The hon. Gentleman asked for figures, and so on. In responding to that request, the best thing that I could do would be to write to him giving him the figures and a general explanation why the Sex Discrimination Act had to be operated on this aspect of concessionary coal. To some extent I am obliged to the hon. Gentleman for raising the matter in the House.

My hon. Friend the Member for Dunfermline, in a very cogent but short speech—as usual—raised the whole question of concessionary coal and the element of retrospection. The hon. Member for Oswestry (Mr. Biffen) also raised this matter. It is very anomalous. I am seized of the points made. Frankly, this matter has always been anomalous. When we were making progress in the mining industry there always had to be a starting date when applying retrospective legislation. However, I must be fair and say that the unions themselves have approached the Government on the whole matter of retrospection and its effects. There are many unfair characteristics and anomalies, such as those mentioned by my hon. Friend the Member for Dunfermline, and my hon. Friend the Member for Caerphilly.

I have answered as best I can the main points that have been put to me. If there is any matter that I have not dealt with, I shall certainly write to the hon. Member who raised it. I hope that I have not been too long in explaining these necessary Orders. I think that the House will agree that a new future has been opened up for the coal industry in the last year or two and that it must not be prejudiced by short-term fluctuations.

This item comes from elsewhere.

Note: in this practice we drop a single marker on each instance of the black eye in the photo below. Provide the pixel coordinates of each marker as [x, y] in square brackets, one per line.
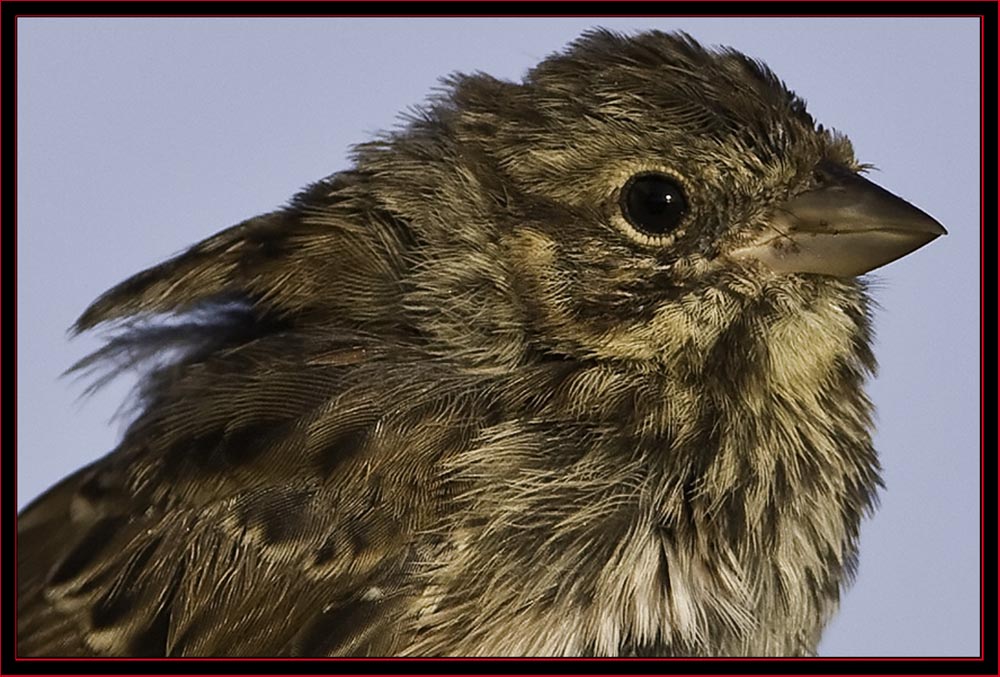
[653, 203]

We require a consistent approach from Government, so that the industry can properly chart and pursue its long-term course. This debate has shown that hon. Members on all sides of the House believe that these Orders, which will extend the powers in the respects that I have outlined, will provide an essential part of the framework within which the industry operates. I am grateful for the constructive approach that has been adopted in this debate.

Question put and agreed to.

Resolved, That the Coal Industry (Redundancy Payments Schemes) (Extension) Order 1976, a draft of which was laid before this House on 17th March, be approved.

Resolved, That the Coking Coal Grants (Extension) Order 1976, a draft of which was laid before this House on 17th March, be approved.ffi [Mr. Eadie.]

Resolved, That the National Coal Board (Pit Closures Grants) (Extension) Order 1976, a draft of which was laid before this House on 17th March, be approved.—[Mr. Eadie.]

Resolved, That the National Coal Board (Stocking Grants) (Extension) Order 1976, a draft of which was laid before this House on 17th March, be approved.—[Mr. Eadie.]

Resolved, That the Redundant Mineworkers and Concessionary Coal (Payments Schemes) (Amendment) Order 1976, a draft of which was laid before this House on 17th March, be approved.—[Mr. Eadie.]